Tendayi Achiume, the organisation’s special rapporteur for racism, said there had been a 600 per cent increase in the number of white supremacists espousing their views on Twitter since 2012.
This, coupled with the proliferation of thousands of websites dedicated to far-right movements, contributed to a “growing climate of intolerance”, she added.
“At the core of neo-Nazism ideologies lies a hatred of Jews, as well as many other racial, ethnic, and religious groups. These ideologies also vilify lesbian, gay, bisexual, transgender and intersex people, and persons with disabilities, and in some cases women,” she said.
The role social media plays in furthering racial violence and the far right was put under the spotlight at the weekend after a gunman shot dead 11 worshippers at a synagogue in Pittsburgh.
Prime suspect Robert Bowers who has entered a plea of not guilty to federal charges, was nonetheless an active participant on the Gab social media network, which was created in 2016 to counter the perceived left-leaning bias of traditional social media platforms.
The company, which has been repeatedly criticised for allowing violent and far-right content on its platform, was taken offline after the shooting following a decision by the hosting provider, GoDaddy.
Trump family visits Pittsburgh synagogue where massacre took place
But the likes of Twitter and Facebook have also faced criticism for not doing enough to counter hate speech on their portals.
Facebook announced earlier this week that it had banned several groups associated with the far-right political group known as the “Proud Boys”, including one with more than 20,000 members.
The tech company’s website said “violent or dehumanising speech, statements of inferiority, or calls for exclusion or segregation” were banned.
Twitter policy states the firm is “committed to combating abuse motivated by hatred, prejudice or intolerance, particularly abuse that seeks to silence the voices of those who have been historically marginalised”.
But Ms Achiume said tech companies still needed to do more to ensure their platforms did not provide a safe haven for extremist groups or allow the spread of “extremist, sensationalist, conspiratorial” news.

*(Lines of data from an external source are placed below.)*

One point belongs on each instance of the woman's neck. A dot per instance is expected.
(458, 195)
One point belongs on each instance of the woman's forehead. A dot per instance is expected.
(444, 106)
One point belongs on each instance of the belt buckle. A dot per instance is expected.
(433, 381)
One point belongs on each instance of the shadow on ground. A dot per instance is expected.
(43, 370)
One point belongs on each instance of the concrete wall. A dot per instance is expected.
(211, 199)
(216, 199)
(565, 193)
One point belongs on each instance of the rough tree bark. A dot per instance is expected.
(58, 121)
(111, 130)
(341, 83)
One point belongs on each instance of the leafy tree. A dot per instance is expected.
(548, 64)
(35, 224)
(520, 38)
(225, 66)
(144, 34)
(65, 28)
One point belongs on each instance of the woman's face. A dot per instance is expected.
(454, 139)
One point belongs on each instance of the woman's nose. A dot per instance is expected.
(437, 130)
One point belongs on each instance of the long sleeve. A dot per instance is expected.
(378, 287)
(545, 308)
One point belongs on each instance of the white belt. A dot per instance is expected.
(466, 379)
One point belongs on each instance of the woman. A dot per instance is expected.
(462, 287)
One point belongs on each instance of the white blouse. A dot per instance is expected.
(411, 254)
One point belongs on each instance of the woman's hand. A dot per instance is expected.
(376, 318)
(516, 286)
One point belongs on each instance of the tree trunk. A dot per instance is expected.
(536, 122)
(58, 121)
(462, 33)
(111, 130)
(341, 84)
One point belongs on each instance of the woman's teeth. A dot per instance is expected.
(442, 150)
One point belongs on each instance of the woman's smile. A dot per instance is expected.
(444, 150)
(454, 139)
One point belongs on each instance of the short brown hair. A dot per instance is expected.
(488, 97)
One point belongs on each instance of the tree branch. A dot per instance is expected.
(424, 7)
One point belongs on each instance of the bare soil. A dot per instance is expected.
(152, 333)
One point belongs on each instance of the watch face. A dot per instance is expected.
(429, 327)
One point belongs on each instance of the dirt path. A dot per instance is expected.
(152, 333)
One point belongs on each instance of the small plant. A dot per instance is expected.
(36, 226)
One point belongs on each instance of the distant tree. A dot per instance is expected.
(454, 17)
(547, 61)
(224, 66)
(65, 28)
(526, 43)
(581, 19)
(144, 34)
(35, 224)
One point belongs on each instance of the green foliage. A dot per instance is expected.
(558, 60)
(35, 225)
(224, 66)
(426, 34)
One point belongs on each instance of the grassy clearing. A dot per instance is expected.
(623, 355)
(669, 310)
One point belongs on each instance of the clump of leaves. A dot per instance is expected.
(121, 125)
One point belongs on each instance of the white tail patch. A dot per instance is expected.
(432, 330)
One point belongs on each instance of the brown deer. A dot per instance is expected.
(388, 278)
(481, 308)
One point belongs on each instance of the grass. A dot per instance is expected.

“Action is required by more states to implement anti-hate speech laws and ensure equality and non-discrimination including online, in accordance with international human rights law,” she said. “Criminal and civil penalties alone will not put an end to racial and xenophobic intolerance.
“A state’s first step must be explicit recognition that the proliferation of nationalist populist mobilisations and neo-Nazi groups threaten racial equality.”